Fransa'nın halihazırda Libya'da, özellikle petrol devi Total aracılığıyla petrol alanında ekonomik çıkarları olsa da İtalya'nın enerji devi Eni şirketinin satın aldığı ölçüde değil.

Gözlemciler, o dönem NATO'nun tüm operasyondan sorumlu olması durumunda, İtalya'nın müdahale etmek zorunda kalmasının NATO'ya üye olmasından kaynaklı olduğunu öne sürebileceğine, bununda Kaddafi'nin savaştan sağ çıkması halinde, İtalya'ya Libya ile ticari ilişkilerini sürdürmek için çok daha iyi bir şans verebileceğine ve İtalya'nın askeri müdahaleden uzak durması halinde de Libya ile her zamanki gibi işlerine devam etmek için daha iyi bir konumda olacağına dikkati çektiler.

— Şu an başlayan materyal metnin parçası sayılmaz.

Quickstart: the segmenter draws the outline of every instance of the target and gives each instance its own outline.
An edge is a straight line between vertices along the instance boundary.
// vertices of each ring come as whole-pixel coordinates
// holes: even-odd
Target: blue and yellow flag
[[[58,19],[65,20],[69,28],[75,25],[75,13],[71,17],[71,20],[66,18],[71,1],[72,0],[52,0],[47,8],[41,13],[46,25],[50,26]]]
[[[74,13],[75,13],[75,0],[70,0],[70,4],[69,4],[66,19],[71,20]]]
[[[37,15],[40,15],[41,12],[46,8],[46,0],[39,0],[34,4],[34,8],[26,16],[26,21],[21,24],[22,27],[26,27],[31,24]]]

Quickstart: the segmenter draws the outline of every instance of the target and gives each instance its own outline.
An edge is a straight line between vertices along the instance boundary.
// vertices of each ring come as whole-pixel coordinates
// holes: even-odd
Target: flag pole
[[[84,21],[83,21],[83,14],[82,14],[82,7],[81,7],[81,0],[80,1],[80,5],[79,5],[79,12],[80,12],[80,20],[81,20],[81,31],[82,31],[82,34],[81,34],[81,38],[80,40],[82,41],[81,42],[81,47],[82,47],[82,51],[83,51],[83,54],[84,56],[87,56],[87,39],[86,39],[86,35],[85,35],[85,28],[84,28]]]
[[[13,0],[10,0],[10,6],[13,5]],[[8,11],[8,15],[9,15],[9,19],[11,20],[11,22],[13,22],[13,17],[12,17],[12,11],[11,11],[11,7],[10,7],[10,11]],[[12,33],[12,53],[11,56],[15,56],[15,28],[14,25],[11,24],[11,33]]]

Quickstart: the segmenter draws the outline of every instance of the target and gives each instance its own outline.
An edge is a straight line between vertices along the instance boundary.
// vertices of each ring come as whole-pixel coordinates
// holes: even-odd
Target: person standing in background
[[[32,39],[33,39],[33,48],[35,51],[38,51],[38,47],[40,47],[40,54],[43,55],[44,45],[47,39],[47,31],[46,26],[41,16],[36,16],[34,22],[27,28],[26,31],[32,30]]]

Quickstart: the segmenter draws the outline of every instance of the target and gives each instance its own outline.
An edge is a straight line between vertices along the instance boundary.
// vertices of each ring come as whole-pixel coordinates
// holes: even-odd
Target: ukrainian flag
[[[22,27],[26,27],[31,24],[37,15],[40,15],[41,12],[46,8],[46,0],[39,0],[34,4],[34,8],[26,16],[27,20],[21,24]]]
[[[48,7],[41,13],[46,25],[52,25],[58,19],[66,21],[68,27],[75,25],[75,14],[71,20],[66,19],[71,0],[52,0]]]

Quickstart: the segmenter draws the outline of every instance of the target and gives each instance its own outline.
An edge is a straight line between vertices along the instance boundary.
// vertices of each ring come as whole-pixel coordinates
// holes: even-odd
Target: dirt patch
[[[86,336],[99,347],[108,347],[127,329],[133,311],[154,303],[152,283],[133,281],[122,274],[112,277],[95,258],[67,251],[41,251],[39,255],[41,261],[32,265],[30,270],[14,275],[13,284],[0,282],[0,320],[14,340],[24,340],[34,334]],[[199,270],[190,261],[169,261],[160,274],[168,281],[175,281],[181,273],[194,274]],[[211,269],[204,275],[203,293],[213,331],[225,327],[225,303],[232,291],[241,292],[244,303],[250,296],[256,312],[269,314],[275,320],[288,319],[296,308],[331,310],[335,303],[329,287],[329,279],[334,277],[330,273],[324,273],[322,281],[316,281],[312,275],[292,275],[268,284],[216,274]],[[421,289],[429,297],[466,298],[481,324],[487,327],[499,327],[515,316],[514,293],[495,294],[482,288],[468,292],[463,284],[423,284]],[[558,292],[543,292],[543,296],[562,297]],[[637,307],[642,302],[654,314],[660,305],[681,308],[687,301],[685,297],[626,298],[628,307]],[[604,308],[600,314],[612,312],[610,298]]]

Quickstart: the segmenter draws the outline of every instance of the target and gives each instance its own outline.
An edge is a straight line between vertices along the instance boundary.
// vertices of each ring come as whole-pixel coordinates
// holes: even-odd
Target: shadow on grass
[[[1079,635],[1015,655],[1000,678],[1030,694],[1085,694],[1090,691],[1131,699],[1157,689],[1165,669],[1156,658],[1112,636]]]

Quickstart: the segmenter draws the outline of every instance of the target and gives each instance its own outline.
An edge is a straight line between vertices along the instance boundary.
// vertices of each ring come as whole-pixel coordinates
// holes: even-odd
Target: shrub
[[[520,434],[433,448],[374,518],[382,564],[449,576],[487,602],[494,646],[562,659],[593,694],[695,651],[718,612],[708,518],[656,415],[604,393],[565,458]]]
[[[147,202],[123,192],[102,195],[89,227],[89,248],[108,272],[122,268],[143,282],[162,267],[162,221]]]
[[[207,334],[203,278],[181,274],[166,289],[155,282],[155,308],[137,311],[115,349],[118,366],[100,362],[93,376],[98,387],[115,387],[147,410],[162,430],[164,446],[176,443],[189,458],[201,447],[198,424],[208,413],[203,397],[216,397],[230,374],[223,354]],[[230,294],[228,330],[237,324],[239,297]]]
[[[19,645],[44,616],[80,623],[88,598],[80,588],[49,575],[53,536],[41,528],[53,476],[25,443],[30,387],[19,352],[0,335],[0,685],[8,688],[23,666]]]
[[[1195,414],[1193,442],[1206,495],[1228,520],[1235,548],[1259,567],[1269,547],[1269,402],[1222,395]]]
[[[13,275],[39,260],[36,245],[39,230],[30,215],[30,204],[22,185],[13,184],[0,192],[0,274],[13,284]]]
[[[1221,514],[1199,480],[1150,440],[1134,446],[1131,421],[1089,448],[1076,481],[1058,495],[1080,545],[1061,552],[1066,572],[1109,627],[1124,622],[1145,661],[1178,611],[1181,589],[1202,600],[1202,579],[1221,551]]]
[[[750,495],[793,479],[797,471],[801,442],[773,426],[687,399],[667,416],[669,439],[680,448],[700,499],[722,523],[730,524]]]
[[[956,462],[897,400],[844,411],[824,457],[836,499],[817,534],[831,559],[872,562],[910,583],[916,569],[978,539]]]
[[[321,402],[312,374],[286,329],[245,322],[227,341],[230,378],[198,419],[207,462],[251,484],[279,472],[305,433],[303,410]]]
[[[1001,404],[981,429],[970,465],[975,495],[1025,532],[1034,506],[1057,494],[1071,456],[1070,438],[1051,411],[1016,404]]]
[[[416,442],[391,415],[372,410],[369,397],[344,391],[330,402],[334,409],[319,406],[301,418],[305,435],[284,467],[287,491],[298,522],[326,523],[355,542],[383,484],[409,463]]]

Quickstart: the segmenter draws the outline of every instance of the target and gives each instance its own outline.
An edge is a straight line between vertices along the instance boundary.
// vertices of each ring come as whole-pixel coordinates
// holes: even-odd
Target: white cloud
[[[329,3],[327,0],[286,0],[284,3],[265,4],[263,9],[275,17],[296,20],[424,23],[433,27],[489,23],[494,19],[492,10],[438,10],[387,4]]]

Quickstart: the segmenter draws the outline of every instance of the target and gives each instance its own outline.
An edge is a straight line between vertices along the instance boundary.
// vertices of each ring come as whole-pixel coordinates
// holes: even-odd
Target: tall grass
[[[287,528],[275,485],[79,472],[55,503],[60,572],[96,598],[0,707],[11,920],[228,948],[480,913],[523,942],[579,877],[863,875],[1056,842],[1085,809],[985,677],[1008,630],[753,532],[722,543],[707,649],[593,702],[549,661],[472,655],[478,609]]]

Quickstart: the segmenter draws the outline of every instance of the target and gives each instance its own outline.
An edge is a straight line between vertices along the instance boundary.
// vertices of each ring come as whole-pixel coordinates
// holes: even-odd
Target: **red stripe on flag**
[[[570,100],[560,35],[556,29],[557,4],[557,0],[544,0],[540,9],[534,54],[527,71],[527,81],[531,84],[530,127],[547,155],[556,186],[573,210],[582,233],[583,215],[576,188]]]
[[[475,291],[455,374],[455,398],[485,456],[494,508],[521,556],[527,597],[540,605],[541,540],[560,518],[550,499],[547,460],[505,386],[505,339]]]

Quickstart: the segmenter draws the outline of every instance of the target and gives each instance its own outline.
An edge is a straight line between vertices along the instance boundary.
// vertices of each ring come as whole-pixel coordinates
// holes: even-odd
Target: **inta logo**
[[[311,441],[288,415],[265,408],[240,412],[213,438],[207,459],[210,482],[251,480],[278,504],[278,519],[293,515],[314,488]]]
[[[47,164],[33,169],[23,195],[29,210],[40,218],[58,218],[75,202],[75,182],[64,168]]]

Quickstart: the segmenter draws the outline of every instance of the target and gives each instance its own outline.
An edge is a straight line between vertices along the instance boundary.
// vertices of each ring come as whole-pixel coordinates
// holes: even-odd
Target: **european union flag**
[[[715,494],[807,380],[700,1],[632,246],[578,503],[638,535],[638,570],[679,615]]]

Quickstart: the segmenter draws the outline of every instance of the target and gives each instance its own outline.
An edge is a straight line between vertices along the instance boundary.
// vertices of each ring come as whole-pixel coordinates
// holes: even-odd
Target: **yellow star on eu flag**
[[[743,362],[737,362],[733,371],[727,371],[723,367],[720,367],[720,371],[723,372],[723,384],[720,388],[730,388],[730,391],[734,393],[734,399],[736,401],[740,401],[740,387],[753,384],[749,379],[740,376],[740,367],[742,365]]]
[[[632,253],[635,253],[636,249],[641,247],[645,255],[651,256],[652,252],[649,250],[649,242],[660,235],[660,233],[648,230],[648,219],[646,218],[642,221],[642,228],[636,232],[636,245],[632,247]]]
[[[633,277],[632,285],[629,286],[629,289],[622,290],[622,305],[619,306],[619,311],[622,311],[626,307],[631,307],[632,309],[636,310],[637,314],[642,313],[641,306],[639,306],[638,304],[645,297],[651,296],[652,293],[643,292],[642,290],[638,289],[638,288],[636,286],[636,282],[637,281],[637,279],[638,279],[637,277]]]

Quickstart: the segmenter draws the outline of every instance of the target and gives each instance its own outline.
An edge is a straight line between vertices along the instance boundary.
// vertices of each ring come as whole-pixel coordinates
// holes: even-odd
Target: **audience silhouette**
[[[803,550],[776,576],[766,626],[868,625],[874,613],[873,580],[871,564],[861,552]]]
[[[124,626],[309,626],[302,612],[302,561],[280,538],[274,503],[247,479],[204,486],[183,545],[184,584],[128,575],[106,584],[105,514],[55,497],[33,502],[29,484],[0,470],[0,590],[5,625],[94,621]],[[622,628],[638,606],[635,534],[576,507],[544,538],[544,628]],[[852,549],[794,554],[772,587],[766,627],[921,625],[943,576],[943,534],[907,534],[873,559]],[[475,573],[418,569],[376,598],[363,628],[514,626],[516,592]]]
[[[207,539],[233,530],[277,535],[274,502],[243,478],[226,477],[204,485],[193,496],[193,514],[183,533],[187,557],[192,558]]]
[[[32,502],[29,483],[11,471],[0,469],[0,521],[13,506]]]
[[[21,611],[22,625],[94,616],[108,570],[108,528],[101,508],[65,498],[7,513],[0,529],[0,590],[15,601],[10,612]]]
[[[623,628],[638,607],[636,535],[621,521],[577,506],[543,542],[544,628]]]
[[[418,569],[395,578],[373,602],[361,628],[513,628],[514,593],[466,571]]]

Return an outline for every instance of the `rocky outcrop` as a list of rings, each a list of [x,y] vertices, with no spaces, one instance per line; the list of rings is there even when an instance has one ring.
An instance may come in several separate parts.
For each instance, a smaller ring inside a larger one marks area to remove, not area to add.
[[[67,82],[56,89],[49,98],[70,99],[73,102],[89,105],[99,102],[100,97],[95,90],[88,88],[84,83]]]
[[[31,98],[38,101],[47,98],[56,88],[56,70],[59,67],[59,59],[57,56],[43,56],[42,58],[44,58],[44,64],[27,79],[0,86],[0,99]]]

Libya topraklarında akan kanla Kaddafi'nin hayatta kalması imkansız hale gelince ondan kurtulmak en yakın arkadaşları için bile daha iyi bir seçenek oldu.

Avrupa basını, 2013 yılında "önde gelen diplomatik bir kaynak" olarak adlandırdığı bir kaynaktan Berlusconi'nin Kaddafi'yi öldürmek için gizli bir operasyon düzenleyerek Libya'daki iç savaşı bitirmek istediğini aktardı.

Bu iddia, Alman Haber Ajansı (DPA) ve İtalya'nın yüksek tirajlı Il Fatto Quotidiano gazetesi tarafından aktarıldı.

Il Fatto Quotidiano gazetesi, "güvenlik teşkilatlarına yakın yetkili bir diplomatik kaynaktan" Silvio Berlusconi'nin, Libya krizinin ortasında istihbarat şefinden biraz alışılmadık bir talepte bulunduğunu ve "Kaddafi'yi ortadan kaldırabilir misin?" diye sorduğunu aktardı.

Gazeteye göre kaynak, "Berlusconi'nin utanç verici bir durumu çözmek için sorduğu bu soru son derece safça bir girişim gibi görünüyor" dedi.

Berlusconi bu iddiayı reddederken, Berlusconi döneminde istihbarat şefi olan İtalya Savunma Bakanı Ignazio La Russa da iddiayı yalanladı.

La Russa, Il Fatto Quotidiano gazetesine yaptığı açıklamada, "Bana söylememiş olabilirler, ama Berlusconi'nin durumu hakkında endişeli olması muhtemel, çünkü Libya lideriyle çok yakın görülüyordu" şeklinde konuştu.